- Lakshmanpur Location in Lumbini Province Lakshmanpur Lakshmanpur (Nepal)
- Coordinates: 27°55′N 81°55′E﻿ / ﻿27.91°N 81.91°E
- Country: Nepal
- Zone: Bheri Zone
- District: Banke District

Population (1991)
- • Total: 3,416
- Time zone: UTC+5:45 (Nepal Time)

= Lakshmanpur =

Lakshmanpur is a town in Banke District in the Bheri Zone of south-western Nepal. At the time of the 1991 Nepal census it had a population of 3,416 and had 668 houses in the town.

==Government==
The purpose of Village Development Committees like Lakshmanpur is to organise village people structurally at a local level and creating a partnership between the community and the public sector for improved service delivery system. A VDC has a status as an autonomous institution and authority for interacting with the more centralised institutions of governance in Nepal. In doing so, the VDC gives village people an element of control and responsibility in development, and also ensures proper utilization and distribution of state funds and a greater interaction between government officials, NGOs and agencies.
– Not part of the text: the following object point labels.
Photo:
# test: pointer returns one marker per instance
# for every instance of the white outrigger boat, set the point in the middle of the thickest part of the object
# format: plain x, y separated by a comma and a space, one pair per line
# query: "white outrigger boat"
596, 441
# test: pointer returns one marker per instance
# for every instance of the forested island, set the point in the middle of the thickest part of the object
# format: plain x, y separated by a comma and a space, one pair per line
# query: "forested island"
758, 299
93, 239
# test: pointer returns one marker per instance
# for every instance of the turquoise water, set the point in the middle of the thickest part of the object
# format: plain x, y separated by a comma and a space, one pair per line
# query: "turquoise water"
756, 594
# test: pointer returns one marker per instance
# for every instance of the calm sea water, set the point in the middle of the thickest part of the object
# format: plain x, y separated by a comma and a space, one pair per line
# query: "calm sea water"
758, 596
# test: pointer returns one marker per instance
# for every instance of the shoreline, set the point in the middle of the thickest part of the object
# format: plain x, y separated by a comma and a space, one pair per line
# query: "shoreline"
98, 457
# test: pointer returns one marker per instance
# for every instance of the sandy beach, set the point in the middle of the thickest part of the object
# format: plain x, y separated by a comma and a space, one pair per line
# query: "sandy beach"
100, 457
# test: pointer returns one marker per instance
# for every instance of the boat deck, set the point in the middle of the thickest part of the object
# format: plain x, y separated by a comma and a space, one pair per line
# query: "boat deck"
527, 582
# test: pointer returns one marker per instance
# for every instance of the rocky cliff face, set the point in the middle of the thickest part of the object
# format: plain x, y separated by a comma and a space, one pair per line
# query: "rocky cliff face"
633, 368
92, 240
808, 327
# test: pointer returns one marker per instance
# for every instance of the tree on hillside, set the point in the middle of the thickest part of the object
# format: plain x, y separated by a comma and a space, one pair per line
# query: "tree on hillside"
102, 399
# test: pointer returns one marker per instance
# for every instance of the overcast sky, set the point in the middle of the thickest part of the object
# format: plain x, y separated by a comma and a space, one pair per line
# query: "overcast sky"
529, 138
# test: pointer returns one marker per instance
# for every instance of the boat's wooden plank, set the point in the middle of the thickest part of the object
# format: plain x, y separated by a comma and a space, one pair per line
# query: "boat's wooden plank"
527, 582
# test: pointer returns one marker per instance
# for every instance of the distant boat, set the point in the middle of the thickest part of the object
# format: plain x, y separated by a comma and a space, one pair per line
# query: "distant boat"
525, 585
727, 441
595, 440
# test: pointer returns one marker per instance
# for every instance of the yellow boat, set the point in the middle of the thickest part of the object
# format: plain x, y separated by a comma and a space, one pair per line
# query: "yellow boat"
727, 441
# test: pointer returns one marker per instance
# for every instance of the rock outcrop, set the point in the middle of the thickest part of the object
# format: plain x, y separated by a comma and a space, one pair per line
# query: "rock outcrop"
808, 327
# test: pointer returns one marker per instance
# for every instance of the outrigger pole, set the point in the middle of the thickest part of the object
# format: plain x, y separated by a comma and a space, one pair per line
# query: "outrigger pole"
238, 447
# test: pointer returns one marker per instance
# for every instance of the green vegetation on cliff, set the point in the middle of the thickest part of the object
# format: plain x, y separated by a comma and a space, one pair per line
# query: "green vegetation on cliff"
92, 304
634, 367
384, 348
The village development committees within a given area will discuss education, water supply, basic health, sanitation and income and will also monitor and record progress which is displayed in census data.

In VDCs there is one elected chief, usually elected with over an 80% majority. From each ward, there is also a chief that is elected along with these there are also four members elected or nominated.